Imagine I said “That Volkswagen Jetta is blue.”
Now imagine someone popped up to say “No, that Volkswagen Jetta is a stylish yet surprisingly affordable compact sedan. Buy or lease one today from $16,720.”
And I said “That’s not what I was talking about.”
And they said, “You said ‘Volkswagen Jetta’. That’s a compact sedan. It’s not a color, it’s a car. Cars and colors are different things. How can you pretend that they aren’t?”

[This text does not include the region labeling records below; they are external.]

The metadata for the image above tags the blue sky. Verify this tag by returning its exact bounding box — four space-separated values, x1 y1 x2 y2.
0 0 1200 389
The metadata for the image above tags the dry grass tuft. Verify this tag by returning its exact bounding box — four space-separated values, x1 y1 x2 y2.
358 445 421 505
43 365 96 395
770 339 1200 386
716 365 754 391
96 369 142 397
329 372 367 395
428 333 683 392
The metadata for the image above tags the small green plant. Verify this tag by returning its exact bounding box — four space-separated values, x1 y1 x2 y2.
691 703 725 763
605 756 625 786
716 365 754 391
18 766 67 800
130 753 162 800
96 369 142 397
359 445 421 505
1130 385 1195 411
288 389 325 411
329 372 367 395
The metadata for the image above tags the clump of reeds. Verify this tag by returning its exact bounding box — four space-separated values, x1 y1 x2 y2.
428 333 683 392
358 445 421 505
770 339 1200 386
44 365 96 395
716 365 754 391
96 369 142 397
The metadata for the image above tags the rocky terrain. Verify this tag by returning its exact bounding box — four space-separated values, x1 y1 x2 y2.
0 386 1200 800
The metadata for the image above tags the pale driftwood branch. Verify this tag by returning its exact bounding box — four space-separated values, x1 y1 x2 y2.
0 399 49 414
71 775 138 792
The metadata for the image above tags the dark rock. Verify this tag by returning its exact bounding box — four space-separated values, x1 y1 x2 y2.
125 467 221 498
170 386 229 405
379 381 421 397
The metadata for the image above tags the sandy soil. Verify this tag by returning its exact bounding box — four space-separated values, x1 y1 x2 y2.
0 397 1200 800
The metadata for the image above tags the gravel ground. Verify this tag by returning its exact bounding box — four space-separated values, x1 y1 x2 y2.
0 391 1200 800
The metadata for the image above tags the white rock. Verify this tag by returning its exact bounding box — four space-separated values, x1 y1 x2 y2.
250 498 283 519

Would you agree with them, or disagree?
In the sentence, “My penis is female”, the subject of the sentence is referring to anatomy. But there’s no transitive property of language that causes that to permeate the entire sentence. Like, if I said… to switch parts of anatomy… that my hand is raised, we don’t have to search for an anatomical definition of “raised”, because that’s not what the sentence is about. If I say “The boat is on fire.”, we don’t have to know a special nautical definition of “on fire”. The syntactical subject of the sentence, in other words, doesn’t “theme” the entire sentence… which is a point so basic that it shouldn’t need to be made.
One of the functions that the word “female” performs in everyday English is to stand as an adjective relating to the noun “woman”. I’m a woman, so the female adjective can be used to describe me. Trying to argue against this in specific cases is nothing more than playing semantic games to argue against my womanhood through less obviously direct means.